There was also, in theory, a minimum age at which you could hold each post: 30 to be questor, 36 to be aedile and so forth. To prove you were a real high flier, it wasn’t enough to get the jobs, you had to reach them in the first year that you were eligible to do so.

And so, the biggest driving force of politics in the late Republic was neither serving the public nor changing the world: it was simply the urge to haul yourself up onto the next rung of the ladder as fast as you possibly could. This is probably a coincidence, but: the last years of the Roman Republic didn’t go terribly well.

There were other ways of attaining and projecting political power, of course, which as Republic turned to Empire became increasingly popular. Military conquest, and the triumphal processions that followed it. Grand monuments and architecture, into which you could literally carve your name. But again, the purpose of these achievements was not so much the glory of the state as that of the man who achieved them. Their primary function was to guarantee his place in the history books.

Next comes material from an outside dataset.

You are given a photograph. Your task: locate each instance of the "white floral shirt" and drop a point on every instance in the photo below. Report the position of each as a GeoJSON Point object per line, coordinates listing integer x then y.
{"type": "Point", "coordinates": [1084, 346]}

I'm uncomfortably aware that starting a column about Boris Johnson with a load of half-remembered guff about Roman history is quite a Boris Johnson thing to do, for which I can only apologise. But I stand by it, because I can't help but wonder whether, classicist that he is, it tells us something about how he understands politics.

What, after all, does Johnson want? We all know – as we have known, whether we wanted to or not, for what feels like several centuries now – that he desperately wants to be prime minister. Yet why he wants that job is quite difficult to discern. Thatcher wanted to remake the British economy; Blair to remake the Labour Party. Even David Cameron seems to have had some sense of purpose, in shrinking the state and (this part is quite funny now) providing stability. So what does Boris Johnson think a Johnson premiership is for?

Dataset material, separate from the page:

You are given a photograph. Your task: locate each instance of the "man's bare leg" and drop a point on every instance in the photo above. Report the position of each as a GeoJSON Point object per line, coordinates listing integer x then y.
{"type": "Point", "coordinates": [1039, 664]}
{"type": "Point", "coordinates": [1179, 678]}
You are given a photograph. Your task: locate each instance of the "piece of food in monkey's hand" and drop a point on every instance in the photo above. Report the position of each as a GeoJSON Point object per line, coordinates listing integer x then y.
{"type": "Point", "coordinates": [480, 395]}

Over the last few months, of course, the former foreign secretary has sold himself primarily as the only man who can actually bring Britain out of the EU. But we all know that's mostly there to win over the Tory selectorate; and the story about him writing two columns, one pro-Leave and one pro-Remain, before the referendum is a reminder that he could and did imagine himself going in the exact opposite direction on this one. 

What else does he want? Tax cuts for the rich? Well probably, but he's a Tory, that's pretty much the job description. To support business? Only when it's convenient.  

His eight years as mayor of London provide few clues to anything but his ambition. He had little interest in social policy or addressing the housing crisis, and seemed unenthusiastic about the long-term efforts required to do anything much in transport. The few things he seemed genuinely excited about were those that he could make happen relatively quickly, and which left a mark on the physical world: those ghastly new buses which on a summer's day double as slow cookers; the Garden Bridge, which never happened; the cable car, which unfortunately did. His continued enthusiasm for building literal bridges suggests he retains this keenness for leaving a mark on the world; the unbridled stupidity of most of the schemes he supports suggest a lack of concern about how he does it.

In other words, everything Boris Johnson has said or done has had one of two goals: to create a monument to himself; or to move himself one step closer to the next big job. Like the ideologies of the Romans he spends so much time misquoting, Johnsonism is no more and no less than the idea that Boris Johnson should be remembered.

There's an irony here, which is about the only upside I can find in this leaking cesspit of a political situation. Boris Johnson has dedicated his entire career to getting his name in the history books. But the manner in which he's done it means he stands to inherit the premiership three months before Brexit Day, with no way forward that won't detonate either his government or the entire British economy. It's quite plausible that he’s now within a year of the end of his political life.

Everything Boris Johnson has done has seemingly had the single purpose of ensuring that he gets a place in the history books. And why not? The Black Death’s in there. We remember disasters, too, if they’re catastrophic enough.